August 10, 2023   ·   0 Comments

By: Paula Brown

A Shelburne teen is now a multi-medal holder after representing Canada on the international stage at a multisport competition in Europe.

Thirteen-year-old Gabriel McHughan returned home earlier this week from his appearance at the 2023 World Dwarf Games and brought with him four medals – three bronze and a silver.

“I feel like it was pretty fun, I got to see some of my friends and make new ones on Team Canada. I learned that I could do more than I thought I could in sports,” McHughan told the Free Press.

McHughan was among 46 Canadian athletes ages 7 to 62 with dwarfism who represented Canada at the multisport event in Cologne, Germany.
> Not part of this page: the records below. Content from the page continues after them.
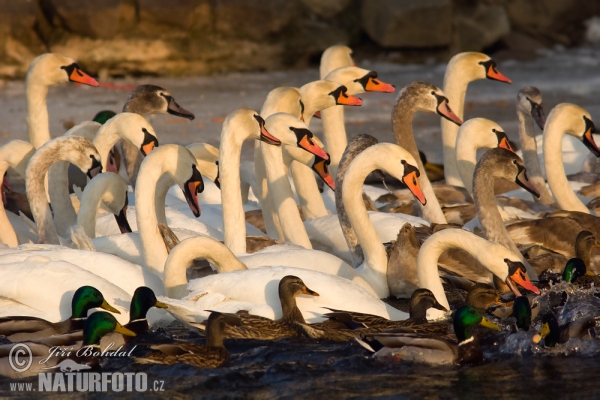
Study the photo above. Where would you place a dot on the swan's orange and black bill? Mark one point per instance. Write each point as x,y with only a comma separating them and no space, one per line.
343,98
265,136
321,167
411,180
518,275
75,74
371,84
523,181
444,110
503,140
304,139
95,169
588,138
149,143
175,109
492,73
192,187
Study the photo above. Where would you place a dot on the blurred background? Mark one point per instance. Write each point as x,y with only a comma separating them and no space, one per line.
115,38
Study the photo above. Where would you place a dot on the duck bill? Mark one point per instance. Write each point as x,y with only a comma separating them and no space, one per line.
160,304
95,169
122,221
412,182
124,331
175,109
537,112
526,184
348,100
321,167
443,109
312,148
309,292
375,85
521,279
588,140
505,144
78,76
108,307
494,74
489,324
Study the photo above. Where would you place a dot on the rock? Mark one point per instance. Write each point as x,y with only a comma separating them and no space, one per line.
253,19
479,27
326,9
93,18
408,23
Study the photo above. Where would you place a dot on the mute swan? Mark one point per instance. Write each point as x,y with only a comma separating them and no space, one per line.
76,150
44,71
462,69
492,256
255,290
575,121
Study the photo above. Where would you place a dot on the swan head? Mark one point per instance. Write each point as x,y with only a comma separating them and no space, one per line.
474,66
143,300
501,163
529,102
518,274
87,297
358,80
482,132
99,324
422,96
152,99
293,132
50,69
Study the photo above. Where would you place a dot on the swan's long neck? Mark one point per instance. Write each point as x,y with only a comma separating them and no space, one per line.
15,154
37,113
334,132
455,89
375,265
555,170
403,132
530,157
283,198
198,247
489,216
234,218
487,253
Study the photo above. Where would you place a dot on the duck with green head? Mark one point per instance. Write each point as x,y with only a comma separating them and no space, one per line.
47,358
552,333
432,349
18,328
212,355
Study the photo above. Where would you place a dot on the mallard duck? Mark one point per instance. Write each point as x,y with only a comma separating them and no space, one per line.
17,329
58,351
257,327
433,349
212,355
554,334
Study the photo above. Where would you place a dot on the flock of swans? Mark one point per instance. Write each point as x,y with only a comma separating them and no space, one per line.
172,205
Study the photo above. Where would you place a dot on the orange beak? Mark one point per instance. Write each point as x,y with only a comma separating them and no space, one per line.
493,73
375,85
321,168
312,148
77,75
412,182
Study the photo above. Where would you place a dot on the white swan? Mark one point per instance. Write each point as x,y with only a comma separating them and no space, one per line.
575,121
462,69
255,290
491,255
44,71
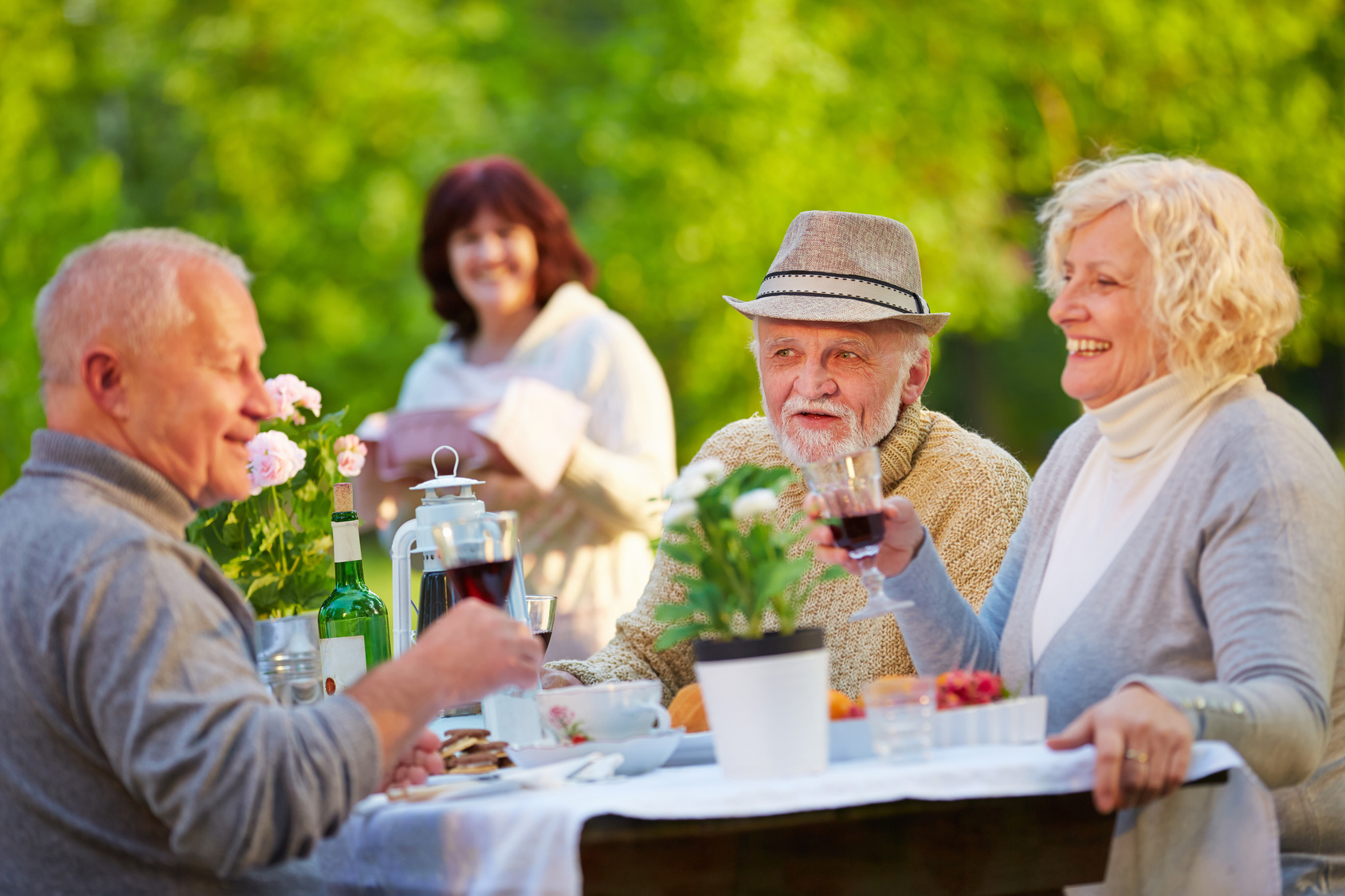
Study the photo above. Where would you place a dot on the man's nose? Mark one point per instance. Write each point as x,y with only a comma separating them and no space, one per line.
815,381
260,405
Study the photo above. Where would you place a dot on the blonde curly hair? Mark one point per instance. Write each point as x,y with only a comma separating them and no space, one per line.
1221,298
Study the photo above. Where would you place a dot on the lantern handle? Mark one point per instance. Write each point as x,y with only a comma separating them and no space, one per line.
457,460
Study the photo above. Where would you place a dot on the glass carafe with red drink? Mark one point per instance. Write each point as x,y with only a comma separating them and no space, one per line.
852,489
478,554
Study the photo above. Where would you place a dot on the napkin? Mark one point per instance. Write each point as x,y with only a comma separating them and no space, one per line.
537,428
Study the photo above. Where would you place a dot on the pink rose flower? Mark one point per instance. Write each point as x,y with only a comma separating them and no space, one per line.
350,464
273,459
285,390
350,455
289,393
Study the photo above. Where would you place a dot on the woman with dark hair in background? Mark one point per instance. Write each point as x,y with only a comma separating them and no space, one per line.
569,401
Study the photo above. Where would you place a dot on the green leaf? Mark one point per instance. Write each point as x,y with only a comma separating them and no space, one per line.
676,634
685,552
674,612
775,577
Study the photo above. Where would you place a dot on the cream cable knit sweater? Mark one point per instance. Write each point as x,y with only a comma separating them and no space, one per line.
967,490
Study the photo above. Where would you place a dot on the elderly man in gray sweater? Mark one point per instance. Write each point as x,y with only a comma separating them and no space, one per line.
139,749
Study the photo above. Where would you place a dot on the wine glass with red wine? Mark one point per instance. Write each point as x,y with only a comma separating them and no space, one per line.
852,490
541,618
479,556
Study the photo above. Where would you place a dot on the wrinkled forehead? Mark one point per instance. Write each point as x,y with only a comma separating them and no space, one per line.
221,308
869,334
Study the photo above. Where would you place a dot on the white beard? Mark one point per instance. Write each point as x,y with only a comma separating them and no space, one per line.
806,445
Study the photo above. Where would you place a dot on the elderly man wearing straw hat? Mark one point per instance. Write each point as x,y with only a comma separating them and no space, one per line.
841,335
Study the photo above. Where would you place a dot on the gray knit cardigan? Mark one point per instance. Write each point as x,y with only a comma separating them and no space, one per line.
1228,599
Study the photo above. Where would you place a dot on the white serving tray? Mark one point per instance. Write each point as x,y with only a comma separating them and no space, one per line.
1021,720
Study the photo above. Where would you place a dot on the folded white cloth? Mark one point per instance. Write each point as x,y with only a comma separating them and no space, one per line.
527,843
537,427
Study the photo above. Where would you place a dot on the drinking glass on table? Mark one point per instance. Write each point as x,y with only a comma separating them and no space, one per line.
900,710
541,618
852,489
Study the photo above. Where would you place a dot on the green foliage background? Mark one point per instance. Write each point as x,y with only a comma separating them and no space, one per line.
684,135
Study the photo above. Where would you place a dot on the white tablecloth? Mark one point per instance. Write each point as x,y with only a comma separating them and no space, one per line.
527,843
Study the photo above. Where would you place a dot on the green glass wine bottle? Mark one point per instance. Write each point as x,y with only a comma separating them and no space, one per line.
354,628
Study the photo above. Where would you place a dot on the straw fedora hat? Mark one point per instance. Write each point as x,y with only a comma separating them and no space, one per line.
845,268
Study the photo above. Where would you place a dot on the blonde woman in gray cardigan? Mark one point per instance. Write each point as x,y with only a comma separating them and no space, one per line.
1180,571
He competed in 8 of the 10 events, including badminton, basketball, boccia, soccer, swimming, track and field, table tennis, and volleyball.
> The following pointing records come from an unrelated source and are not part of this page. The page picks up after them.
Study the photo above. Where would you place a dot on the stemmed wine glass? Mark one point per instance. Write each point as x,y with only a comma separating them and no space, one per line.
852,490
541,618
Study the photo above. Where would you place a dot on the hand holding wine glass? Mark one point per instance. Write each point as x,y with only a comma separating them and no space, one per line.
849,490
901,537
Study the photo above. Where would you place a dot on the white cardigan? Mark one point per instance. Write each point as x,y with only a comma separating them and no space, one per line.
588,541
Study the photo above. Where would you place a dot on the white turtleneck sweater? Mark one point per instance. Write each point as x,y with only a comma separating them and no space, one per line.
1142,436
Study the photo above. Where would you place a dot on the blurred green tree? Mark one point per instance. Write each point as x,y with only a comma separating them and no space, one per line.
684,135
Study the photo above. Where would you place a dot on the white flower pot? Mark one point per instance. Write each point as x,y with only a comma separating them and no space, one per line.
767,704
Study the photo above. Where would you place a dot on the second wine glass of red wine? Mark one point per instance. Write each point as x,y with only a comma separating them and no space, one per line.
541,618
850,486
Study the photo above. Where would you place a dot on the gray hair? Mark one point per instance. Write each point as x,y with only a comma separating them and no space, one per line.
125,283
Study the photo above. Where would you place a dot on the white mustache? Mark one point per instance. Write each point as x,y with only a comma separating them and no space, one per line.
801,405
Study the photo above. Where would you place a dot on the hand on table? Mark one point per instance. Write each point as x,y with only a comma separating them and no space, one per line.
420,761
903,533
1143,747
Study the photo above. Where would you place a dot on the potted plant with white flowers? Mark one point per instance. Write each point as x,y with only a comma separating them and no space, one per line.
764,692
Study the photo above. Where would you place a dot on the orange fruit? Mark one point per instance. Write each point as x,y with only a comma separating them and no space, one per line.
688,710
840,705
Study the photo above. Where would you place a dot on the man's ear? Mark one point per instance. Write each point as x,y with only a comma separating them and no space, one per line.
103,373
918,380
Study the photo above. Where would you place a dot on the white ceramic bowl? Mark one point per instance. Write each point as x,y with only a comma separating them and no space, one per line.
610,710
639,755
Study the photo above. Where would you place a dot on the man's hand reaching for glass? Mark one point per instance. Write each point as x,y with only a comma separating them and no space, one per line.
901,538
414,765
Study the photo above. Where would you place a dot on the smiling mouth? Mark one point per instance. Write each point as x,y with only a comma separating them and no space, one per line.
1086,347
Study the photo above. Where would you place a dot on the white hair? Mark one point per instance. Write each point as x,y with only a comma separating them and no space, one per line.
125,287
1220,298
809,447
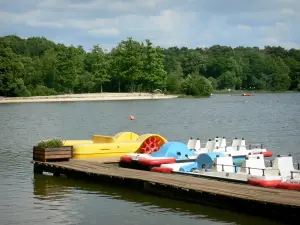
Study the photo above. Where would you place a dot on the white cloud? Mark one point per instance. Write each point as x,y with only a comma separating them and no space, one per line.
244,27
104,32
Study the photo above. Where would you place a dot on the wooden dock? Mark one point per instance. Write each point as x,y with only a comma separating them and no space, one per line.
278,204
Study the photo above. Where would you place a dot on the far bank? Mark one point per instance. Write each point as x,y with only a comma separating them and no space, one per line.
87,97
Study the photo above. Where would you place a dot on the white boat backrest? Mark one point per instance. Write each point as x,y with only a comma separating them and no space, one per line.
198,145
227,163
255,162
235,142
284,164
218,139
210,144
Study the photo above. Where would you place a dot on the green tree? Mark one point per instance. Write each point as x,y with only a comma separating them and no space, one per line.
99,66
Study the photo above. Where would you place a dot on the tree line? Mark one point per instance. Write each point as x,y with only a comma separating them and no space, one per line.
37,66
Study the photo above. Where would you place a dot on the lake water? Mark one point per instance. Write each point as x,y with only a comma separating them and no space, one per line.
25,198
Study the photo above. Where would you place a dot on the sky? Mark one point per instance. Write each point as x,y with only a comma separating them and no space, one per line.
190,23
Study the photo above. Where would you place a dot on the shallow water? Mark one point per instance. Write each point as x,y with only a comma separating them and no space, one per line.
25,198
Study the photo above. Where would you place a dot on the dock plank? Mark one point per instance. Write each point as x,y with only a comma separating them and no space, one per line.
242,191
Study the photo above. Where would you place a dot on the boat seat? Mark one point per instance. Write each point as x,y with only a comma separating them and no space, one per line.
256,163
285,165
227,163
194,144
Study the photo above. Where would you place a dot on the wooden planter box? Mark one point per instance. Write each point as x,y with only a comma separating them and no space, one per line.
52,154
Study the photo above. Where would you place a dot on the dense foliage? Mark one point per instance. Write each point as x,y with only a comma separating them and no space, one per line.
37,66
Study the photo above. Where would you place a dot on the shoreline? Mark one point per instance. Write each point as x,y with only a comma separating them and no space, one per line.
87,97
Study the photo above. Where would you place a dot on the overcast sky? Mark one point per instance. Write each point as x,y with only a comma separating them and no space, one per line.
191,23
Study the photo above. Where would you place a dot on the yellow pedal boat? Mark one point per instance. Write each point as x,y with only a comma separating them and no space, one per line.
112,146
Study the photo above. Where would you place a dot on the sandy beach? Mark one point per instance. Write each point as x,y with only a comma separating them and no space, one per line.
86,97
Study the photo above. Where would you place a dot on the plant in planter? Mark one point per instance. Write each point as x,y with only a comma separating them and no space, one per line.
51,143
51,149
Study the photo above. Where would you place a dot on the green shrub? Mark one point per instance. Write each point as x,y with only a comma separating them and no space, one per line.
51,143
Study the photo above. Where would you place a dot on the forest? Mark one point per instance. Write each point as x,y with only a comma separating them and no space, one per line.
37,66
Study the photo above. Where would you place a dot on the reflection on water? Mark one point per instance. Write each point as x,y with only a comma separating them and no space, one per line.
135,205
28,199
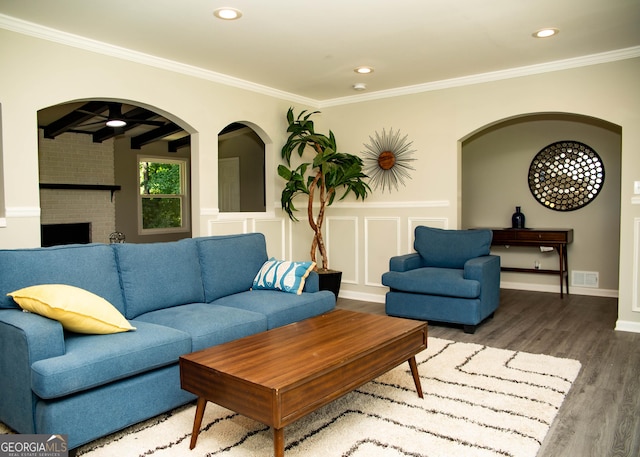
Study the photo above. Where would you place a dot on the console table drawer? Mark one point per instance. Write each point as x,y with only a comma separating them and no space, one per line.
535,235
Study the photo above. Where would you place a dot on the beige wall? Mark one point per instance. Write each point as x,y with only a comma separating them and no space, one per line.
361,236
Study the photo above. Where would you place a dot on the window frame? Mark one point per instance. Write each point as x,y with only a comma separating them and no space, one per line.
184,196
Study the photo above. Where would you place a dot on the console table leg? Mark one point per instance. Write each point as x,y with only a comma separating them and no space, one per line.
278,442
416,376
197,422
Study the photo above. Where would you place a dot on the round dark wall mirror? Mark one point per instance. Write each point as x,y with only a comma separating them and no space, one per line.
566,175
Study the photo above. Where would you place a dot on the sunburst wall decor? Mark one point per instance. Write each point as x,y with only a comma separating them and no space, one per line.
386,159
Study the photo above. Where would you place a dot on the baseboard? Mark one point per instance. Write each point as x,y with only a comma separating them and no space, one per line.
573,290
379,298
628,326
362,296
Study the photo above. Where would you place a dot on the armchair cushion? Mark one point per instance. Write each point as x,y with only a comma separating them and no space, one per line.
447,282
450,248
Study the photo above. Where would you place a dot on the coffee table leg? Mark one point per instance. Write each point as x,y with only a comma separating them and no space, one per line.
278,442
197,422
416,376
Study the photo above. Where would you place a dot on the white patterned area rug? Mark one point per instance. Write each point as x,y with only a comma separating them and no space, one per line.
478,401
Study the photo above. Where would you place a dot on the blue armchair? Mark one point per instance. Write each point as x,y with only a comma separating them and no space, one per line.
451,278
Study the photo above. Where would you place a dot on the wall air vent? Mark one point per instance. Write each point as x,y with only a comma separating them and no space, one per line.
585,278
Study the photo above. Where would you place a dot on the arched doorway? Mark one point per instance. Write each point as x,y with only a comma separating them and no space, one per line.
90,171
495,164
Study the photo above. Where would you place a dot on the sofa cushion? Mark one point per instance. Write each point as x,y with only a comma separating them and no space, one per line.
208,324
89,266
447,282
450,248
76,309
94,360
159,275
283,275
230,263
280,308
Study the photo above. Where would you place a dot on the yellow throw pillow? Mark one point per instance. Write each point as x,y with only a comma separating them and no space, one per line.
78,310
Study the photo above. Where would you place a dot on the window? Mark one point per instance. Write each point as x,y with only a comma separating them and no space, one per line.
163,204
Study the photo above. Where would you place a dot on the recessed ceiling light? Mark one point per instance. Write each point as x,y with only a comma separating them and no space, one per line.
363,70
227,14
545,33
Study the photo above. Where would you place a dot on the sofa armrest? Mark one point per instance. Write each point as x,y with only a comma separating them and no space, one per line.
312,283
24,339
405,262
486,270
He received his bronze medals in boccia, basketball and soccer and his silver medal in volleyball.

One moment from the 2023 competition that McHughan noted as a highlight was when Team Canada won bronze in soccer, the same event they narrowly missed out on medalling in 2017. 

Discussing what the medal moment meant to him, McHughan said, “it means not giving up no matter if you win a medal or not – all that matters is that you had fun and did the best that you could.” 

McHughan first participated in the World Dwarf Games in 2017 when they were held in Guelph. At the time, he was the second youngest athlete to signup to compete for Team Canada and finished the games with a gold medal in floor hockey and two bronze medals in track and field.

McHughan said he hopes his two appearances at the World Dwarf Games can be an inspiration for other local youth.

“Whatever sports you like or want to try out for, you should do it. Don’t think ‘what if I don’t make it’, think positive and not negative about yourself.”

The World Dwarf Games (WDG) began in 1993 with the inaugural event held in the host city of Chicago, Illinois, featuring 165 athletes from ten countries. The games are held every four years in an elected host city.

The 2023 games marked the largest number of participants in attendance at the event, with over 530 athletes from 29 countries competing.

Despite the number of athletes and countries participating in the competition steadily growing over the last 20 years, the World Dwarf Games continues to be lesser known than other international multisport events.

This means the athletes miss out on significant sponsorship dollars, and the cost of attending the games, including travel and accommodations, often falls on the athletes and their families.

“This is kind of the only platform where it’s an even playing field for him to be able to compete against other athletes that are just like him. It’s one hundred per cent funded by the athletes to go and it’s unfortunate that they’re not as recognized as other athletes,” said Crystal McHughan, Gabe’s mother.

She noted that for her and Gabe to attend the competition in Germany, it cost them roughly $10,000.

With the next World Dwarf Games expected to be held in Australia, the McHughan family is gearing down to begin fundraising to attend the sporting event in four years. The family will be doing various fundraising initiatives locally starting in October, which marks Dwarfism Awareness Month.

The next World Dwarf Games is expected to be held in 2027.